Colorful Ombré Braid
Go big or go home, Jared! Kick your mraids and ombré up a notch with this cotton candy lewk.
Double Dutch Braid
Chase Kusero has done a lot with his #1 client's hair already, but has he ever put a casual basket weave up in thurr? No.
Low man-bun business in the back, untamed tornado party in the front. We approve.
Whimsical Flower Braid
If he ever feels a strong nostalgia for his days spent roaming the dusty fields of Coachella, incorporating a few well-placed flowers into his braided 'do would take him right back to festival season.
Daisy Top Knot
Top knots are cool and all, but what about DAISY top knots? Def the coolest of all.
Take some pointers from fellow musician Lady Gaga, Jared — you can never go wrong with a hair bow.
This style will instantly make anyone the coolest kid in kindergarten--er, we mean Hollywood.
"I Just Went Hiking" Waves
Jared Leto seems like the kind of guy who'd enjoy a long hike, so next time, instead of climbing down the side of the mountain, he should just roll. He'll end up with a hairstyle worthy of Mother Nature herself.

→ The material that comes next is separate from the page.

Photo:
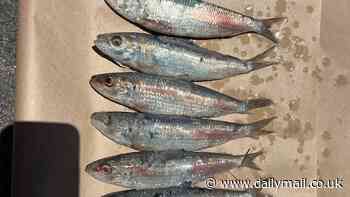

Don't worry, facial hair! We didn't forget about you! Just in case Jared has to shear his beard as well, this could be the perfect way for him to bid adieu.
Glitter Bomb Beard
We're also a pretty big fan of this shimmery scruff. Combine this with the pastel ombré and Jared would be a living, breathing unicorn. *sheds single tear of joy*
While this news is devastating beyond belief, rest assured the memory of his now-iconic hair will live on forever in (on?) the meticulously mused heads of festival goers for decades to come.